Prosecutor Richard Mantei told a Florida judge that the five calls are central to the prosecution's argument that he committed second-degree murder since it shows his growing ill will at people he viewed as suspicious who were walking through his neighborhood.
The calls made in the six months before Zimmerman fatally shot Martin on Feb. 26, 2012, reflect the neighborhood watch volunteer's growing frustration with repeated break-ins at his gated community of townhomes and plays into the prosecution's theory that his view of Martin as a suspicious character was "the straw that broke the camel's back," Mantei said.
Defense attorney Mark O'Mara argued that the calls were irrelevant and that no previous incidents matter except the seven or eight minutes prior to when Zimmerman fired the deadly shot into Martin's chest.
"They're going to ask the jury to make a leap from a good, responsible, citizen behavior to seething behavior," O'Mara said of the prosecution's depiction of Zimmerman's actions.
Judge Debra Nelson said she would make a ruling after reviewing prior cases. The lawyers presented their arguments with the jury out of the courtroom.
Zimmerman, 29, could get life in prison if convicted of second-degree murder for gunning down Martin as the black teenager, wearing a hoodie on a dark, rainy night, walked from a convenience store through the gated townhouse community where he was staying. Zimmerman is pleading not guilty, claiming self-defense.

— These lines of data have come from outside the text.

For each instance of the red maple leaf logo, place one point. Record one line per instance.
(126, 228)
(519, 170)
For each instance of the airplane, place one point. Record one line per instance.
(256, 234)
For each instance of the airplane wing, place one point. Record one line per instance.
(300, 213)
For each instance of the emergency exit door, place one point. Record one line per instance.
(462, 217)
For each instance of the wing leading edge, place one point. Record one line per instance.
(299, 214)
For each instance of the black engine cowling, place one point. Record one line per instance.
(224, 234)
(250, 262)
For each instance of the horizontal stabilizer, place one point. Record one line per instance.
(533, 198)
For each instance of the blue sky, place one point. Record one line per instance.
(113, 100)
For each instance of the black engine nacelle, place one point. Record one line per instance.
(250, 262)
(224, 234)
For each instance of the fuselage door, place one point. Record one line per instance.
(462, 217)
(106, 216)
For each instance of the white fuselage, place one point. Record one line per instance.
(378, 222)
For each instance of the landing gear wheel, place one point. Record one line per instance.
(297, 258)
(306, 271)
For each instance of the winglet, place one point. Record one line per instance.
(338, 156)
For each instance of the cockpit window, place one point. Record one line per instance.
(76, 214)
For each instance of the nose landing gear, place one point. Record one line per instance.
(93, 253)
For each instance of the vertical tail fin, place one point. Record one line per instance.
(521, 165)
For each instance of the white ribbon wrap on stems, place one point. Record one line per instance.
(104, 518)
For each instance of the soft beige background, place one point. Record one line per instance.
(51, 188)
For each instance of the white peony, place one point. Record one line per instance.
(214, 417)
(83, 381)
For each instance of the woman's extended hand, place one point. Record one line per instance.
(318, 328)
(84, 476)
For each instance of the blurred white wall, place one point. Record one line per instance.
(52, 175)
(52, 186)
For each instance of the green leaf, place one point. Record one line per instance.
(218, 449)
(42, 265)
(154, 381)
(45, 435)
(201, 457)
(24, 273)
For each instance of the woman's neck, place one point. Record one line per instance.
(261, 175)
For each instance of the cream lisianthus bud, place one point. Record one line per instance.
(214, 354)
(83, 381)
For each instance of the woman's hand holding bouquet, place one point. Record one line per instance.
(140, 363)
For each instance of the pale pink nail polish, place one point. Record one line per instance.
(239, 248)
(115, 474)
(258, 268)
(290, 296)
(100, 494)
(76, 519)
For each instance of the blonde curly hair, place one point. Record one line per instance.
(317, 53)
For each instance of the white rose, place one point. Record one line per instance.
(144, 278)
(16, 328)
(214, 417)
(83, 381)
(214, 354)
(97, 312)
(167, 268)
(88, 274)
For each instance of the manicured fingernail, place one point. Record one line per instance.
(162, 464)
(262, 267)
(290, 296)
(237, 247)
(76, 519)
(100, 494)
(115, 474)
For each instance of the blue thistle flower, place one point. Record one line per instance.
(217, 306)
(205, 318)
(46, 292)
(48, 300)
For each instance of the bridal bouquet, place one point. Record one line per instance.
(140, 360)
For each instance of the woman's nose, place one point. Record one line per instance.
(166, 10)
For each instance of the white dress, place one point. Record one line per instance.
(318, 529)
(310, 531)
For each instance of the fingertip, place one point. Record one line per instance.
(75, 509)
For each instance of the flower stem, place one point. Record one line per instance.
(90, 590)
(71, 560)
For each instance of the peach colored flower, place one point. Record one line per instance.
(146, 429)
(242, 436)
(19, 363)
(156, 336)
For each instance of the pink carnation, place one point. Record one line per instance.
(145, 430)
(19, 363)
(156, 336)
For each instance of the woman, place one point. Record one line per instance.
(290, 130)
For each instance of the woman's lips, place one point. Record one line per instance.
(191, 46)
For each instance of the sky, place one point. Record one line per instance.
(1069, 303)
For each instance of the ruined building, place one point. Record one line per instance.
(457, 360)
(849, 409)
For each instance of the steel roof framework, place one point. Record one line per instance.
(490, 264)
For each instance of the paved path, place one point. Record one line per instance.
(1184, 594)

The case took on racial dimensions after Martin's family claimed that Zimmerman had racially profiled the teen and that police were dragging their feet in bringing charges. Zimmerman, who identifies himself as Hispanic, has denied the confrontation had anything to do with race.
The prosecution began opening statements Monday in the long-awaited murder trial with shocking language, repeating obscenities Zimmerman uttered while talking to a police dispatcher moments before the deadly confrontation.

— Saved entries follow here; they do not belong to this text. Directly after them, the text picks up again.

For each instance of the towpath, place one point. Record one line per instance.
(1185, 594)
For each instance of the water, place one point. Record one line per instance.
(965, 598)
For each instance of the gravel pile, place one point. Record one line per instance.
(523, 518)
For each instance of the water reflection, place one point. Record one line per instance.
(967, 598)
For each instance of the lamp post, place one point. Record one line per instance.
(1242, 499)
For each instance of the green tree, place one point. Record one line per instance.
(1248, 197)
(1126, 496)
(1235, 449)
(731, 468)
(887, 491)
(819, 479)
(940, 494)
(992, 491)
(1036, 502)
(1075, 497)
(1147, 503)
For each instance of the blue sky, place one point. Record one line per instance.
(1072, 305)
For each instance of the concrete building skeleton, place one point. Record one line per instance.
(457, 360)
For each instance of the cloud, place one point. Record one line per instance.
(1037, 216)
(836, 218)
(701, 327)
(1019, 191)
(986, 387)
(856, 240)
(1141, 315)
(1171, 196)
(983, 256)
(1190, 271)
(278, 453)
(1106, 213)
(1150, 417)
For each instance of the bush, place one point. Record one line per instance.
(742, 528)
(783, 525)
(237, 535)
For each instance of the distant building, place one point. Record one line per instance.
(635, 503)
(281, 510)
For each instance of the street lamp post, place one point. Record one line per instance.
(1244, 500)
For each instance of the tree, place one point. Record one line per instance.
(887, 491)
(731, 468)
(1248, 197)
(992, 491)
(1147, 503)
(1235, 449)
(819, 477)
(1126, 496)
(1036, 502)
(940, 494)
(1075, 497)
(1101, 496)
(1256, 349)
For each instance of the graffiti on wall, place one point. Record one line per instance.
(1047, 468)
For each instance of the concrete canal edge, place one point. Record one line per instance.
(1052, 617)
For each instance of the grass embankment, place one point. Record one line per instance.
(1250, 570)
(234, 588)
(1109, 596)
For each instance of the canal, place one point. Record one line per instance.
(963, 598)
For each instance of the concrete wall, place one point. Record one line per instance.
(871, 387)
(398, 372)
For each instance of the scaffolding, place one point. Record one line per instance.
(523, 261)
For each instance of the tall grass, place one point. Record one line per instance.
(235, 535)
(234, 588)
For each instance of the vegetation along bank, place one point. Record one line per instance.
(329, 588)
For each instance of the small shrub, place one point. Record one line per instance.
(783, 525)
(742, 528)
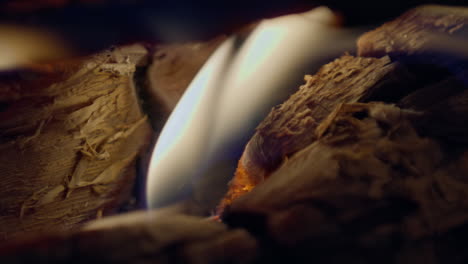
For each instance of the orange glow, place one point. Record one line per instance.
(241, 184)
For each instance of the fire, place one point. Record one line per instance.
(241, 184)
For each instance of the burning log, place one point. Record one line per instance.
(287, 129)
(423, 30)
(143, 237)
(334, 176)
(70, 135)
(368, 187)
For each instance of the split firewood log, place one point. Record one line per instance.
(334, 176)
(369, 188)
(421, 31)
(141, 237)
(348, 79)
(70, 133)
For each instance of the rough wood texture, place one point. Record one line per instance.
(372, 182)
(69, 134)
(369, 188)
(432, 28)
(144, 237)
(287, 128)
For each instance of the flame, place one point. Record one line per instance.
(241, 184)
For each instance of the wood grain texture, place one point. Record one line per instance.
(70, 135)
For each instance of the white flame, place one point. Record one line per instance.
(223, 102)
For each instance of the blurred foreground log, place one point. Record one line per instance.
(143, 237)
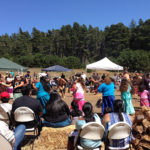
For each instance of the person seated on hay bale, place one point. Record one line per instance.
(57, 112)
(89, 116)
(14, 137)
(113, 117)
(33, 104)
(75, 112)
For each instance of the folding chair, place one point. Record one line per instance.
(25, 115)
(91, 131)
(118, 131)
(4, 143)
(4, 115)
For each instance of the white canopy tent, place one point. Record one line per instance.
(104, 64)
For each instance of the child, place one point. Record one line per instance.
(143, 94)
(126, 96)
(5, 105)
(75, 112)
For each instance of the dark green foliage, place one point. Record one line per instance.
(77, 45)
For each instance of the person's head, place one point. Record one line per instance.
(118, 108)
(55, 97)
(88, 112)
(26, 90)
(10, 75)
(142, 87)
(17, 78)
(5, 97)
(74, 105)
(81, 81)
(124, 85)
(55, 104)
(107, 110)
(107, 80)
(44, 83)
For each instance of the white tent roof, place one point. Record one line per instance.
(104, 64)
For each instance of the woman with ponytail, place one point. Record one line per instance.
(89, 116)
(78, 92)
(117, 116)
(57, 112)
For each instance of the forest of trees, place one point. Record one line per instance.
(77, 45)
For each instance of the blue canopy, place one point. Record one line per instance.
(57, 68)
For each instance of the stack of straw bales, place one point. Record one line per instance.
(53, 138)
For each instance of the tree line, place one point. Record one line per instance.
(77, 45)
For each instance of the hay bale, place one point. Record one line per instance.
(146, 123)
(139, 129)
(53, 138)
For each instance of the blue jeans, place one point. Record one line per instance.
(19, 135)
(57, 124)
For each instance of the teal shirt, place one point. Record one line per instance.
(85, 142)
(41, 92)
(107, 90)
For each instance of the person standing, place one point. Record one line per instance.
(17, 85)
(78, 92)
(108, 90)
(43, 90)
(126, 96)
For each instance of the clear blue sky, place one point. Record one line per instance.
(52, 14)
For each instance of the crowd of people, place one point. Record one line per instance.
(52, 111)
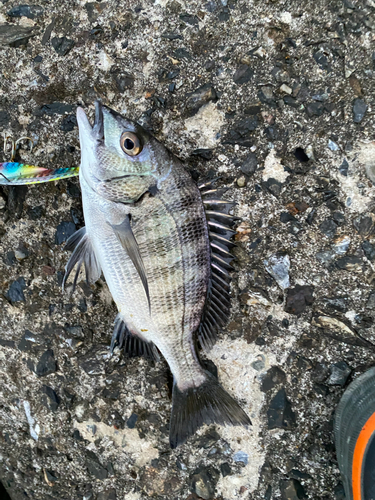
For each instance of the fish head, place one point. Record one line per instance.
(119, 159)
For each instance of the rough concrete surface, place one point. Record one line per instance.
(276, 97)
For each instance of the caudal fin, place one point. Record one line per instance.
(207, 404)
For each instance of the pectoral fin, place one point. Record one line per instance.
(126, 237)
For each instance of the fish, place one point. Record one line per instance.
(163, 244)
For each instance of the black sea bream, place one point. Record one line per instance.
(164, 257)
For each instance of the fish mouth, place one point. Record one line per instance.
(98, 128)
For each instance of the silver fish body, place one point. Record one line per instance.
(146, 230)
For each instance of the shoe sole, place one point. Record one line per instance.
(354, 428)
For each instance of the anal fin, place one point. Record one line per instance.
(133, 345)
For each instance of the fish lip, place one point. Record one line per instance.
(98, 128)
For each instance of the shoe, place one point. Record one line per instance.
(354, 436)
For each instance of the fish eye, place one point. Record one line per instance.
(130, 144)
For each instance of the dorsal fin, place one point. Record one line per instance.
(132, 344)
(220, 222)
(83, 253)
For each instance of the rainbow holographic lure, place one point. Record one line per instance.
(14, 173)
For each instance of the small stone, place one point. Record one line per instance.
(350, 263)
(30, 11)
(241, 457)
(62, 45)
(64, 231)
(195, 100)
(46, 364)
(243, 74)
(291, 489)
(225, 469)
(369, 250)
(249, 165)
(278, 267)
(203, 482)
(339, 373)
(54, 400)
(272, 378)
(15, 35)
(359, 110)
(343, 168)
(241, 181)
(332, 145)
(298, 299)
(15, 292)
(328, 228)
(363, 224)
(279, 413)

The defense opened with a knock-knock joke about the difficulty of picking a jury for a case that stirred nationwide debate over racial profiling, vigilantism and Florida's expansive laws on the use of deadly force.
Prosecutor John Guy portrayed the then-neighborhood watch volunteer as a vigilante, saying, "Zimmerman thought it was his right to rid his neighborhood of anyone who did not belong."
Defense attorney Don West told jurors a different story: Martin sucker-punched Zimmerman and then pounded his head against the concrete sidewalk, and that's when Zimmerman opened fire.